The tepid public response to her exhortations is a “communications” problem in Cohen’s view, and is attributable to a combination of information overload and vaccine hesitancy. “I worry,” she says, “with so much information that were not going to break through with a couple of key points.”
The well-documented federal mismanagement of the COVID-19 crisis has indeed resulted in a dangerous increase in vaccine hesitancy beyond just COVID-19 vaccines, generating a broader skepticism about vaccination against various illnesses, some of them serious.
Even Dr. Anthony Fauci, former medical adviser to Presidents Donald Trump and Biden, now concedes that the ill-conceived COVID-19 vaccine mandates could have contributed to this unhealthy growth in general vaccine hesitancy.
American citizens deserve to be treated like intelligent and resilient adults. Public health officials should be fully transparent, provide the best data-driven information available, admit their own fallibility upfront, and freely acknowledge their uncertainty about a specific vaccine, medication, or recommendation.
Science should drive policy, rather than policy—let alone politics—driving science. The failure of the CDC during the pandemic was attributable not only to a series of inconsistent recommendations and mixed messaging, but also to a growing perception among millions of Americans that politics—not science—were influencing its COVID-19 recommendations.

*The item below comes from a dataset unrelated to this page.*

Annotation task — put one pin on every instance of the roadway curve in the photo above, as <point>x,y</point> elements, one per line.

It was a perception reinforced by revelations that a powerful teachers union influenced CDC guidance on school reopenings.
Science is not static. By presenting not only demonstrable, evidence-based results, but also repeatable and certifiable research methods and studies, scientists have been open to scrutiny and civil debate to improve collective understanding.
With COVID-19, unfortunately, we witnessed attempts to suppress scientific dissent.
Officials at the National Institutes of Health attempted to marginalize prominent epidemiologists who dissented from the prevailing views of federal public health officials on the wisdom of comprehensive social and economic lockdowns.
Scientific study, properly performed, is not in the business of “canceling” dissenters. Rather, it invites questioning, and it needs debate and continual intellectual investigation as the essential condition for scientific progress.
Instead of “here are the facts,” too often the official data-free response was “because I said so.”
Restoring public trust in public health agencies will take time. But the task is nonetheless urgent, and it begins with public health officials themselves.